To get the min and max last success, we run the following query:
select
min(last_success) as min_last_success,
max(last_success) as max_last_success,
coalesce(count(*), 0) as models
from snowplow_<package>_incremental_manifest
where model in (array_of_snowplow_tagged_enabled_models)
Based on these the model is in one of the four states.
In all states the upper_limit
is limited by the snowplow__backfill_limit_days
variable. This protects against back-fills with many rows causing very long run times.
State 1: First run of the package
If there are no enabled models already in the manifest then we process from the start date up to the backfill limit or now, whichever is older:
lower_limit
: snowplow__start_date
upper_limit
: least(current_tstamp, snowplow__start_date + snowplow__backfill_limit_days)

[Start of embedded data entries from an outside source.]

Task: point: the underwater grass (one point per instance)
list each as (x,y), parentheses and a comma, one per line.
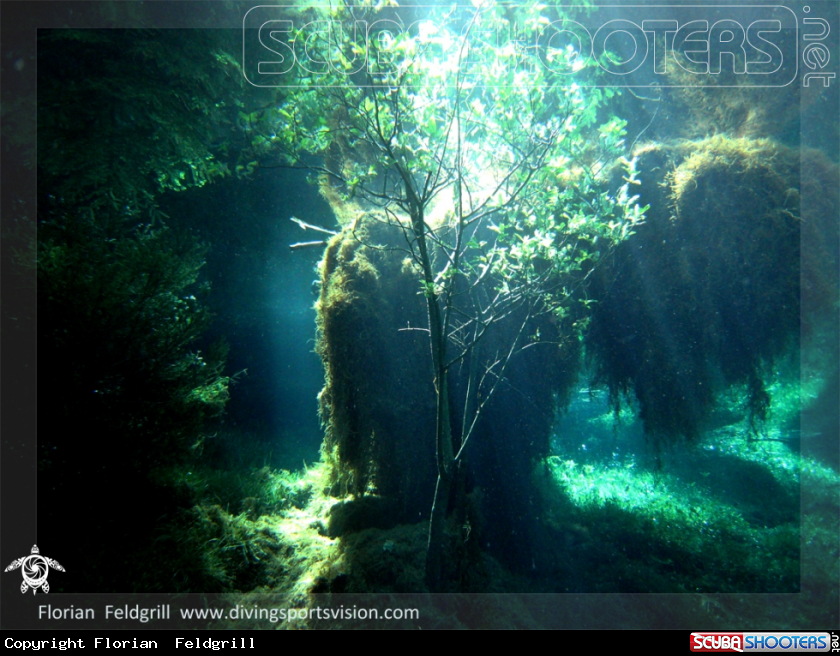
(727,514)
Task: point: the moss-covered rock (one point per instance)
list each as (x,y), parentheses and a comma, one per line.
(728,269)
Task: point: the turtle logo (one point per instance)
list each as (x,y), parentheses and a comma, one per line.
(35,568)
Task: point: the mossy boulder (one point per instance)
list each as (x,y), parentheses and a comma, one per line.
(733,263)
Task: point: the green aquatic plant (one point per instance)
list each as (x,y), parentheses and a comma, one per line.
(717,287)
(121,314)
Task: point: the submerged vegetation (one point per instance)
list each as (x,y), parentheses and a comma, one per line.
(557,357)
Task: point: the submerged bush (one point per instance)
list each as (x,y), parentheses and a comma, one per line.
(708,293)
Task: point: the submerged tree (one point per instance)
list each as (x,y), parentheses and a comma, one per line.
(498,192)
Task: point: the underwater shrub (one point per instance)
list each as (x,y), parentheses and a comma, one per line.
(717,284)
(145,141)
(378,402)
(498,199)
(120,316)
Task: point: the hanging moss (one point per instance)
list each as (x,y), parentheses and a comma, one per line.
(378,403)
(707,294)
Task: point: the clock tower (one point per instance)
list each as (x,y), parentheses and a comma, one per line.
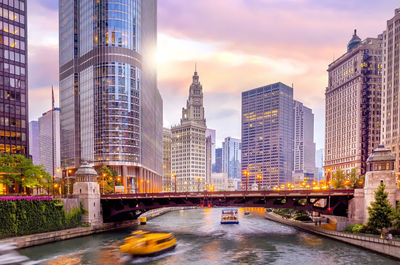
(188,146)
(194,110)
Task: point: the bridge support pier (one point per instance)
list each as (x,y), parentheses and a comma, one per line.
(380,169)
(87,190)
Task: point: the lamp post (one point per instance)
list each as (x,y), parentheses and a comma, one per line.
(198,184)
(246,173)
(259,177)
(104,176)
(174,176)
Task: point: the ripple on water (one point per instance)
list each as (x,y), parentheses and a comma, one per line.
(203,240)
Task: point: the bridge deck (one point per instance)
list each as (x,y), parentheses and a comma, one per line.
(266,193)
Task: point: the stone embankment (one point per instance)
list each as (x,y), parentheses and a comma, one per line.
(383,246)
(48,237)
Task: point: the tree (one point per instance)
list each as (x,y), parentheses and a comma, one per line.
(356,180)
(107,179)
(396,222)
(19,170)
(338,179)
(381,213)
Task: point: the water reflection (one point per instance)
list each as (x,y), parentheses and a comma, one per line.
(203,240)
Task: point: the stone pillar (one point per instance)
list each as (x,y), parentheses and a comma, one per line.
(87,190)
(380,168)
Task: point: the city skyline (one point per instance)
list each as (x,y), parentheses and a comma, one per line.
(298,55)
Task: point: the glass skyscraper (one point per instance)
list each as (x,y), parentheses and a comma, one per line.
(14,126)
(111,109)
(231,155)
(267,134)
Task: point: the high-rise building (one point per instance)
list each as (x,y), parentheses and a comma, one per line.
(49,142)
(218,160)
(304,146)
(231,155)
(189,142)
(167,141)
(14,136)
(319,163)
(34,142)
(210,152)
(219,182)
(390,131)
(353,105)
(267,135)
(111,109)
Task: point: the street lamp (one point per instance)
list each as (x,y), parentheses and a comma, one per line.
(246,173)
(104,176)
(174,176)
(198,184)
(259,177)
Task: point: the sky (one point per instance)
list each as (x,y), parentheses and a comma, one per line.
(237,45)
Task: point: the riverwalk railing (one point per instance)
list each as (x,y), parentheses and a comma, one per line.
(371,242)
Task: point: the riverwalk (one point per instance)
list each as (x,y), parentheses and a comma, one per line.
(48,237)
(374,243)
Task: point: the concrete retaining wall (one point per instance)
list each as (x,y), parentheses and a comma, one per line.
(70,203)
(383,246)
(48,237)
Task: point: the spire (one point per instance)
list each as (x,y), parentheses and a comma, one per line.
(355,40)
(195,76)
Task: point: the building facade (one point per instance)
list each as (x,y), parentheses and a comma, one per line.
(319,163)
(390,131)
(34,141)
(210,152)
(14,135)
(167,141)
(353,105)
(111,109)
(231,155)
(304,146)
(267,135)
(218,160)
(219,182)
(189,142)
(49,142)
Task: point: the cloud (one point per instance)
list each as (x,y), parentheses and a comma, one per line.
(237,44)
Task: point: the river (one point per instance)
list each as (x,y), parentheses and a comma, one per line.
(203,240)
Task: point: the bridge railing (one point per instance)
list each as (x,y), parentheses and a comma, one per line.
(268,193)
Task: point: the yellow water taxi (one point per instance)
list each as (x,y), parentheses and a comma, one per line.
(142,243)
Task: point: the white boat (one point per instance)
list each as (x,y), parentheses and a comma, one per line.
(229,216)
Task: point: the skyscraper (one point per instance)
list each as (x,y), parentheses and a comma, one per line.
(231,155)
(111,109)
(304,146)
(49,142)
(34,141)
(218,160)
(353,105)
(167,141)
(210,152)
(267,134)
(189,142)
(14,136)
(390,131)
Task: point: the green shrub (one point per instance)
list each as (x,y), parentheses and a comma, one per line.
(24,217)
(357,228)
(302,217)
(349,229)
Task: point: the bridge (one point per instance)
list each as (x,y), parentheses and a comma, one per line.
(119,207)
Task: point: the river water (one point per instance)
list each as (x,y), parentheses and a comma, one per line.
(203,240)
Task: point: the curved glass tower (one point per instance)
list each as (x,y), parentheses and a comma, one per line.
(111,110)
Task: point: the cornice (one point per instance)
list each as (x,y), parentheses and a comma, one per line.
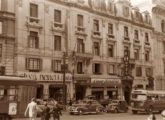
(102,14)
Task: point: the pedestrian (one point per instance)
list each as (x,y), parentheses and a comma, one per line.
(32,108)
(151,117)
(45,112)
(56,112)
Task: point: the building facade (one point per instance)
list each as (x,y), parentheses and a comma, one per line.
(106,46)
(157,8)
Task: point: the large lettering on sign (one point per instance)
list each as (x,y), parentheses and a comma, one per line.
(46,76)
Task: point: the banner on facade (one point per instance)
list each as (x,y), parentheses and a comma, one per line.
(105,82)
(46,76)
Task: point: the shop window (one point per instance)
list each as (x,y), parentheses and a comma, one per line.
(110,50)
(110,28)
(33,13)
(33,64)
(57,43)
(96,49)
(80,46)
(56,65)
(136,35)
(136,54)
(57,16)
(163,26)
(80,68)
(138,71)
(147,55)
(97,68)
(80,20)
(95,25)
(126,36)
(33,41)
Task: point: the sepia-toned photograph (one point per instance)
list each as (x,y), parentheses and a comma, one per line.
(82,59)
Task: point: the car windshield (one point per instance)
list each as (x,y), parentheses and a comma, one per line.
(139,96)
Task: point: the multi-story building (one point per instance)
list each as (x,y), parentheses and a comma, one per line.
(107,46)
(7,37)
(157,8)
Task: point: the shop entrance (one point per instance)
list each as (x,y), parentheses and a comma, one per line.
(39,94)
(56,92)
(80,92)
(98,94)
(112,94)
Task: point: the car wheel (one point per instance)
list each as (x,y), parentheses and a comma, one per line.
(116,110)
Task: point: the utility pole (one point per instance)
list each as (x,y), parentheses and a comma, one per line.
(64,74)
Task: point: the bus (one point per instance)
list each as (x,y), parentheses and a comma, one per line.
(15,94)
(147,101)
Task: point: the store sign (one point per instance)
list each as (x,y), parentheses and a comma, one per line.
(46,76)
(12,108)
(105,82)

State 2: New model introduced
If there are enabled models that aren't in the manifest table then a new model tagged with snowplow_<package>_incremental
has been added since the last run; this can happen with a new custom model, or you have enabled some previously disabled custom modules. In this case the package will replay all previously processed events in order to back-fill the new model.
lower_limit
: snowplow__start_date
upper_limit
: least(max_last_success, snowplow__start_date + snowplow__backfill_limit_days)
State 3: Models out of sync
If the min_last_success
is less than the max_last_success
it means the tagged models are out of sync, for example due to a particular model failing to execute successfully during the previous run or as part of catching up on a new model. The package will attempt to sync all models as far as your backfill limit will allow.
lower_limit
: min_last_success - snowplow__lookback_window_hours
upper_limit
: least(max_last_success, min_last_success + snowplow__backfill_limit_days)
State 4: Standard run
If none of the above criteria are met, then we consider it a 'standard run' where all models are in sync and we carry on from the last processed event.
lower_limit
: max_last_success - snowplow__lookback_window_hours
upper_limit
: least(current_tstamp, max_last_success + snowplow__backfill_limit_days)
Remember, this upper and lower limit is only used to identify which events are considered to get the session identifiers for the run, additional events outside this date range may be included to ensure that full sessions are processed. See late arriving data for more information.
How to identify the current state
If you want to check the current state of a model, run the snowplow_<package>_base_new_event_limits
model. This will log the current state to the CLI while causing no disruption to the incremental processing of events. You will also see this in the logs of any incremental run.
dbt run --select snowplow_<package>_base_new_event_limits
...
00:26:29 + Snowplow: Standard incremental run
00:26:29 + Snowplow: Processing data between 2021-01-05 17:59:32 and 2021-01-07 23:59:32
- State 1:
Snowplow: No data in manifest. Processing data from start_date
- State 2:
Snowplow: New Snowplow incremental model. Backfilling
- State 3:
Snowplow: Snowplow incremental models out of sync. Syncing
- State 4:
Snowplow: Standard incremental run
In all states, although much more likely in state 1, it is possible that a run finds no incremental data to process. In this case you will see a warning in the logs of the form Snowplow Warning: No data in <table> for date range from variables, please modify your run variables to include data if this is not expected.
. In this case you should increase your start date if no runs have completed, or increase your backfill limit days if there is a gap in your data before the next records.
In reality, the events in your events this run table will have a wider range of timestamps than those calculated here. For more details see the full run calculation page.